Clarence Thomas Behaves Admirably at Oral Argument, Thank You Very Much

Following up on this blog post, I want to note Ilya Somin’s observations of Clarence Thomas’s behavior at oral argument. To be sure, one swallow does not a summer make, and the plural of “anecdote” is not “data,” but I hardly imagine that the following is an exception to the rule where Justice Thomas is involved:

For what it is worth, I saw nothing to support Toobin’s claim that Thomas is disengaged and “not paying attention” during oral arguments. During the course of the argument (which was on a relatively prosaic statutory interpretation case), I saw Thomas confer with liberal justice Stephen Breyer some three or four times, and with Justice Scalia once. I believe I also saw him look up some points in what seemed to be the joint appendix filed by the parties (or perhaps one of their briefs). Obviously, I could not overhear what Breyer and Thomas were saying. Perhaps they were discussing the weather or making plans for lunch. But the timing of their interactions make it likely that they were talking about issues raised in questions asked or about to be asked by Breyer, or one of the other justices.

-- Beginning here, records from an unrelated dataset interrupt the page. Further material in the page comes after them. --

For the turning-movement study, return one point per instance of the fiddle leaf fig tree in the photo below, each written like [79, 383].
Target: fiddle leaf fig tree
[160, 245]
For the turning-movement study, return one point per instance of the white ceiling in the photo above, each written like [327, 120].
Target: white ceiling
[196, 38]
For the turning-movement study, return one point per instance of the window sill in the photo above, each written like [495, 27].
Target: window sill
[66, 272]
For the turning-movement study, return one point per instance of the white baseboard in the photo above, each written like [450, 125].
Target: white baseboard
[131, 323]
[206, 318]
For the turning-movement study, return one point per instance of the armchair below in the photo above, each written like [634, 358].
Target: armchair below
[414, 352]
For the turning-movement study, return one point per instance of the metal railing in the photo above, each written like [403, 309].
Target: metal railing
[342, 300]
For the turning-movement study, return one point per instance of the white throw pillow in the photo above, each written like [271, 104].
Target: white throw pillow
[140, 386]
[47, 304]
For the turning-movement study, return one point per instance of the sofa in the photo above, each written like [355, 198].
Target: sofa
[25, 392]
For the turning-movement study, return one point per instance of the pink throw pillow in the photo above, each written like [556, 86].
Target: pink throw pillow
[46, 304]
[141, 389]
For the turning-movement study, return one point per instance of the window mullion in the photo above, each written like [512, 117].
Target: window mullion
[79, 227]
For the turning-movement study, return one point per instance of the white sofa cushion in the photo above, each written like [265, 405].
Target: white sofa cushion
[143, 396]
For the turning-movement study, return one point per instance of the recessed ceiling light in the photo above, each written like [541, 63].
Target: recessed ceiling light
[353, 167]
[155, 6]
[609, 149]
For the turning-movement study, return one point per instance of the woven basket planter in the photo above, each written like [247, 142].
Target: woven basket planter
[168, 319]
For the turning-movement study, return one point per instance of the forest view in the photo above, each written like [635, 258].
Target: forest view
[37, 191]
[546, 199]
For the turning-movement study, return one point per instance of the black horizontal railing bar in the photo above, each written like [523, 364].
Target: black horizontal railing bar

I only attended this one oral argument (which was the first one I have seen in recent years). However, the fact that Thomas often confers with Breyer during arguments is well-known to court watchers, and has been noted by such knowledgeable observers as Washington Post Supreme Court correspondent Robert Barnes. Thomas himself has confirmed that he sometimes suggests questions to Breyer, who then poses them.

Obviously, there is plenty of room for reasonable disagreement about the quality of Thomas’ performance on the Court. Critics can legitimately claim that he should ask more questions at oral argument himself. But Thomas has a reasonable counterargument when he suggests that the justices would do better to listen to the arguments of counsel rather than take up much of time of with their own points. This is in fact how oral argument was conducted in the early nineteenth century, in the days of John Marshall and Joseph Story.

Be that as it may, Toobin is wrong when he claims that oral arguments are “the public’s only windows onto the Justices’ thought processes.” In reality, the justices’ written opinions are far more significant “windows…onto their thought processes” and explain their views in far greater detail and nuance than oral argument questions do. Obviously, many of the opinions are difficult for nonexperts to follow. But the same is true of many oral argument questions, whose significance can only be understood by observers with extensive knowledge about the case.

I believe the short version of Professor Somin’s post is “no one should take Jeffrey Toobin seriously,” a point with which–of course–I wholeheartedly agree.